Das neue islamische Zentrum im Gewerbegebiet Wangen lockt Hunderte Besucher an. Dichtgedängt stehen und sitzen die Gläubigen im Hof, als das Minarett eingeweiht wird.

Manteldesk: Sandra Hintermayr (shi)

Stuttgart - Es ist das erste Minarett auf Stuttgarter Boden. Es gilt als Zeichen dafür, dass die islamische Gemeinde in der Landeshauptstadt akzeptiert und respektiert wird. 15 Meter ragt der Gebetsturm in den Himmel über dem Wangener Gewerbegebiet und weist den Weg zum sonst recht unscheinbaren Gemeindezentrum.

 

Das Zentrum wurde am Sonntag vor mehreren hundert geladenen Gästen sowie vor Vertretern der Stadtverwaltung und anderer Religionsgemeinschaften und Besuchern eröffnet. Die Kesselstraße in Wangen wurde eigens für die Veranstaltung gesperrt, die eine Art Straßenfest war. Der Hof vor der Moschee war bis auf den letzten Platz gefüllt, und an den Zäunen drängten sich weitere Beobachter.

Verpflichtung, die Werte des Westens zu schätzen

Das Interesse an der Veranstaltung war also groß. Und für die islamische Gemeinschaft Stuttgart und die Vereinigung islamischer Gemeinden der Bosniaken in Deutschland war es ein wichtiger Tag. „Für uns Muslime bedeutet das Minarett das geistige Zurechtfinden im Raum“, sagte Hamza Subasic, der Imam der Gemeinschaft. „Es verpflichtet uns Muslime in Stuttgart aber auch, die Werte des Westens zu schätzen.“ Die Geschichte der Welt sei eine des Zusammenschlusses verschiedener Kulturen und Religionen. „Respekt gegenüber anderen und andersdenkenden sollte selbstverständlich sein“, so Subasic. „Wir haben alle das Bedürfnis, von anderen so anerkannt zu werden, wie wir sind“, sagte Edin Atlagic, der Präsident der islamischen Gemeinschaft der Bosniaken in Deutschland. „Hier haben wir nun einen Raum gefunden, unseren Glauben in angemessener Weise zu leben.“

Angemessen, das heiße nicht im Verborgenen, betonte Dekan Klaus Käpplinger von der evangelischen Landeskirche. Deswegen sei es richtig, dass auch die islamische Gemeinde in Stuttgart durch das Minarett von außen erkennbar sei. „So wie der Kirchturm zur Kirche gehört, gehört auch das Minarett zur Moschee“, so Käpplinger.

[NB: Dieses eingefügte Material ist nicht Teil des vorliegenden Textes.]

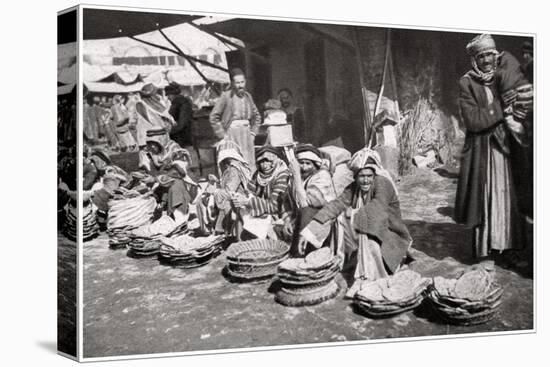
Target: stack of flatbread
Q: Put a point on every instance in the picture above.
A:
(185, 251)
(310, 280)
(392, 295)
(472, 298)
(255, 260)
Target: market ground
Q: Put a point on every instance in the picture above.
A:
(137, 306)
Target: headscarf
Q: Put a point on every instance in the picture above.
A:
(482, 43)
(271, 154)
(368, 158)
(311, 153)
(237, 161)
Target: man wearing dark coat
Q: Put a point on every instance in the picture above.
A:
(181, 109)
(236, 118)
(486, 199)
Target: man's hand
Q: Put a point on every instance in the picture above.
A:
(513, 125)
(288, 228)
(239, 201)
(302, 243)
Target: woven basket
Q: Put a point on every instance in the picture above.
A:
(320, 295)
(254, 270)
(463, 319)
(475, 314)
(382, 311)
(494, 295)
(304, 282)
(253, 277)
(257, 251)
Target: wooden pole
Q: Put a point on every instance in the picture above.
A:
(367, 120)
(382, 84)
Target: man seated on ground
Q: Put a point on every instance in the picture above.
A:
(268, 188)
(314, 192)
(235, 179)
(369, 218)
(180, 191)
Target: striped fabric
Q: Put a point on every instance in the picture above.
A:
(268, 199)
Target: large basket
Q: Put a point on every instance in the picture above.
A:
(387, 310)
(467, 313)
(143, 249)
(169, 255)
(257, 251)
(310, 297)
(255, 259)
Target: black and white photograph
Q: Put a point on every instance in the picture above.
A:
(67, 178)
(253, 183)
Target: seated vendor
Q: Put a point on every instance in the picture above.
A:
(315, 191)
(371, 224)
(235, 179)
(180, 193)
(268, 187)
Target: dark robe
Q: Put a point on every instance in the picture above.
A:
(181, 110)
(379, 218)
(482, 122)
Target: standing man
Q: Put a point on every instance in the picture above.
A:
(485, 198)
(235, 116)
(181, 109)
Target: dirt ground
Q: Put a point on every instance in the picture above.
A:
(136, 306)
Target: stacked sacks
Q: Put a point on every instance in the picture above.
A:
(255, 260)
(473, 298)
(185, 251)
(89, 224)
(308, 281)
(392, 295)
(145, 240)
(128, 210)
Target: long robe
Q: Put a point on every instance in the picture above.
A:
(237, 118)
(378, 217)
(485, 198)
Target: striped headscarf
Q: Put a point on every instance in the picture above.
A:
(482, 43)
(368, 158)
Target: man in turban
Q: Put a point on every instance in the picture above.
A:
(181, 110)
(236, 118)
(486, 199)
(154, 123)
(308, 196)
(371, 228)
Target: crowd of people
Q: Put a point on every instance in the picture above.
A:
(308, 196)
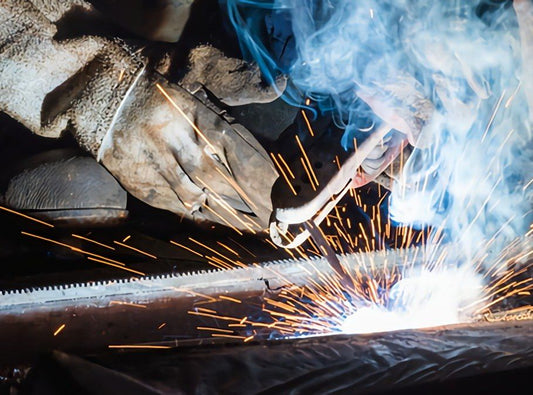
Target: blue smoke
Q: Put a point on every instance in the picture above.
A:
(448, 75)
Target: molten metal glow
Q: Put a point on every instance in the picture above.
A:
(421, 299)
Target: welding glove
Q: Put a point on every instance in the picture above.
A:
(173, 152)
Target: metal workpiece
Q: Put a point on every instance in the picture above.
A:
(97, 314)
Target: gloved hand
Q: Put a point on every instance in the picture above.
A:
(171, 151)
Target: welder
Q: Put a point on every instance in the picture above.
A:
(165, 144)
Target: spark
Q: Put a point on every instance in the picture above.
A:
(308, 124)
(75, 249)
(189, 121)
(58, 330)
(229, 298)
(135, 249)
(118, 302)
(283, 174)
(117, 266)
(306, 159)
(93, 241)
(308, 174)
(138, 346)
(493, 115)
(26, 216)
(187, 248)
(286, 166)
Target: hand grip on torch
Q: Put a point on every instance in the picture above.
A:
(313, 212)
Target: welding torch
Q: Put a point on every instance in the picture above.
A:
(310, 207)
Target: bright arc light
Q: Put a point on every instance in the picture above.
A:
(421, 299)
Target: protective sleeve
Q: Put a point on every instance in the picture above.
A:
(52, 85)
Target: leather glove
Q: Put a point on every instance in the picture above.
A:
(173, 152)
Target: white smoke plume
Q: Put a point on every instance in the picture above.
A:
(449, 75)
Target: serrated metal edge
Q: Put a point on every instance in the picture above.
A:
(212, 281)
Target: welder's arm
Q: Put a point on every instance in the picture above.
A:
(173, 152)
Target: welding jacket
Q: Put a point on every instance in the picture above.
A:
(99, 89)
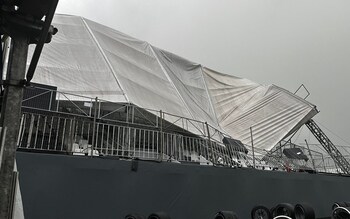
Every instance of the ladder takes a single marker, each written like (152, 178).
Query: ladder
(332, 150)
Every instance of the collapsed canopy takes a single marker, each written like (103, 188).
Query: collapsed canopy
(90, 59)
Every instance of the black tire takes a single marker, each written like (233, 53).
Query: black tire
(286, 209)
(134, 216)
(159, 215)
(261, 212)
(341, 213)
(226, 215)
(304, 211)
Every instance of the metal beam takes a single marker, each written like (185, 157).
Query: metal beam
(327, 144)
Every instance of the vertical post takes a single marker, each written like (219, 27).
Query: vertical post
(209, 143)
(251, 139)
(312, 159)
(161, 135)
(324, 165)
(10, 118)
(94, 128)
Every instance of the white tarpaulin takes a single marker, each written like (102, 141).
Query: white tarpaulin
(90, 59)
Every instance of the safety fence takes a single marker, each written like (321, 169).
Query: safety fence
(67, 123)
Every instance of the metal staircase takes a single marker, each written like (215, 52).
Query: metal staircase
(332, 150)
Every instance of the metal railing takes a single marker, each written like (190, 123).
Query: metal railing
(81, 125)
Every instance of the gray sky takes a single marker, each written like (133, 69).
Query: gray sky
(286, 43)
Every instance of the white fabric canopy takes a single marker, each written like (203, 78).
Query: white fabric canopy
(90, 59)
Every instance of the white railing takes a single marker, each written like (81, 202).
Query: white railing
(82, 126)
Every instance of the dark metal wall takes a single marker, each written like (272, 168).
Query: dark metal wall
(60, 186)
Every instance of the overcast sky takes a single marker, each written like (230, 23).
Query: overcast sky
(287, 43)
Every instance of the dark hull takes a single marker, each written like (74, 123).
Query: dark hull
(60, 186)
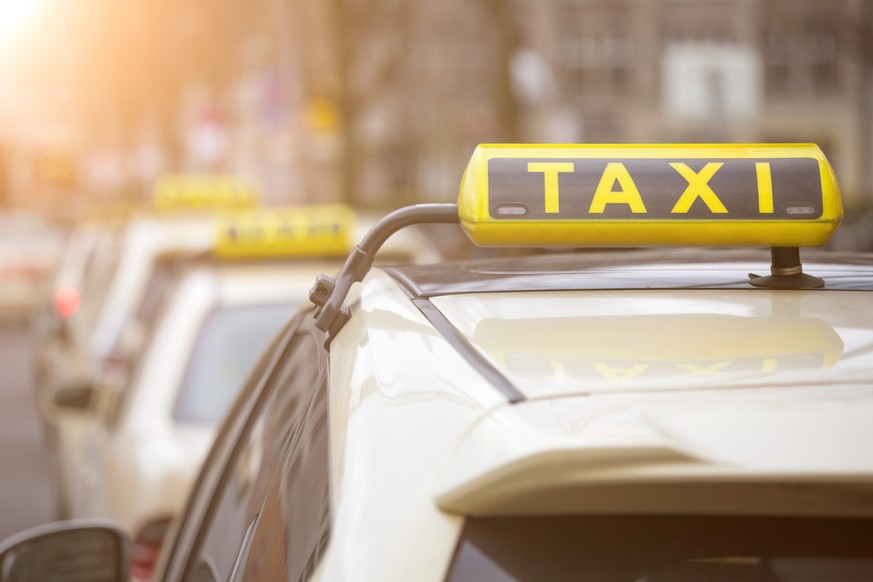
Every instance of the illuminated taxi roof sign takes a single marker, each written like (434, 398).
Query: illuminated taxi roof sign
(296, 232)
(782, 195)
(177, 192)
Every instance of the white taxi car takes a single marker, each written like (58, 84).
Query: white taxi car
(108, 271)
(676, 415)
(135, 458)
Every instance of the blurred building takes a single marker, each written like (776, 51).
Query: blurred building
(712, 70)
(419, 84)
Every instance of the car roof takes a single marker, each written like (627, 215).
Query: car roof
(625, 269)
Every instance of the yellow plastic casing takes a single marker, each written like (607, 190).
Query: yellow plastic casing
(187, 192)
(291, 232)
(778, 195)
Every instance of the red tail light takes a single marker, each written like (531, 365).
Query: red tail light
(67, 300)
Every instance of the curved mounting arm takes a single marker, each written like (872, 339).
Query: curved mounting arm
(329, 295)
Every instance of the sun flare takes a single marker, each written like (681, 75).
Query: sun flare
(13, 13)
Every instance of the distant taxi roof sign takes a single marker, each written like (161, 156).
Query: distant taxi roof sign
(779, 195)
(325, 230)
(185, 192)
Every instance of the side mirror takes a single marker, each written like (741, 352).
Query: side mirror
(87, 549)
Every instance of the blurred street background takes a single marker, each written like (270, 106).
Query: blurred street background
(379, 104)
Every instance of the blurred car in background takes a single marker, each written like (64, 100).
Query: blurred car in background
(131, 453)
(29, 251)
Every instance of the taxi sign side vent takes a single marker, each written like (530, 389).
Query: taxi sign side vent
(329, 295)
(786, 272)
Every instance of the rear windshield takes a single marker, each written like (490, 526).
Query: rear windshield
(665, 549)
(228, 346)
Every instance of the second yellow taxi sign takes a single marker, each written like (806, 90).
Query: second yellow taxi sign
(782, 195)
(325, 230)
(187, 192)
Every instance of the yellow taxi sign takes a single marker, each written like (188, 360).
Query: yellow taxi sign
(175, 192)
(779, 195)
(302, 231)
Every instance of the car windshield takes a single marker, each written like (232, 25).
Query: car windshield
(228, 346)
(664, 549)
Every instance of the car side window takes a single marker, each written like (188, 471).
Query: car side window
(294, 526)
(254, 471)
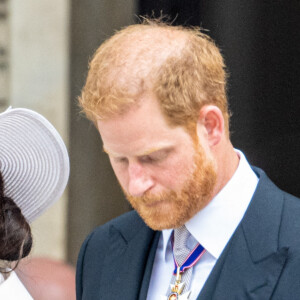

Islamische Gemeinde feiert ihr 25-jähriges Bestehen

Für die islamische Gemeinschaft Stuttgart, die am Sonntag zudem ihr 25-jähriges Bestehen feierte, war der Tag der Eröffnung der Moschee mit Minarett eine Art Bestätigung. „Von Anfang an haben wir viel Anerkennung erfahren, sowohl von der Stadt als auch von den anderen Religionsgemeinschaften“, sagte Ferid Kugic von der islamischen Gemeinschaft. „Unsere Mitglieder sind absolut integriert in die Gesellschaft“, sagte Hamza Elvir Ibrahimovic von der bosnischen Gemeinde. Generell lebe man hier eine liberale Religion, jeder sei willkommen – auch Angehörige anderer Glaubensrichtungen. Die islamische Gemeinschaft ist eine gemischte Gruppe, zwar sind die meisten bosnischer Abstammung, aber auch Muslime aus Algerien, Äthiopien, Marokko, Serbien, Afghanistan und dem Iran besuchen die Moschee.

„Die Mitglieder der Gemeinde sind hier willkommen“, betonte auch Martin Schairer, der Bürgermeister für Recht, Sicherheit und Ordnung in Stuttgart. „Sie haben sich hier angepasst und gehören dazu, deswegen sind Sie für mich alle Stuttgarter.“ Stefan Ritz, der Leiter des Polizeireviers Ostendstraße, bestätigte das friedliche Miteinander. „Bislang gab es nie Probleme hier, es ist alles ganz entspannt“, sagte er.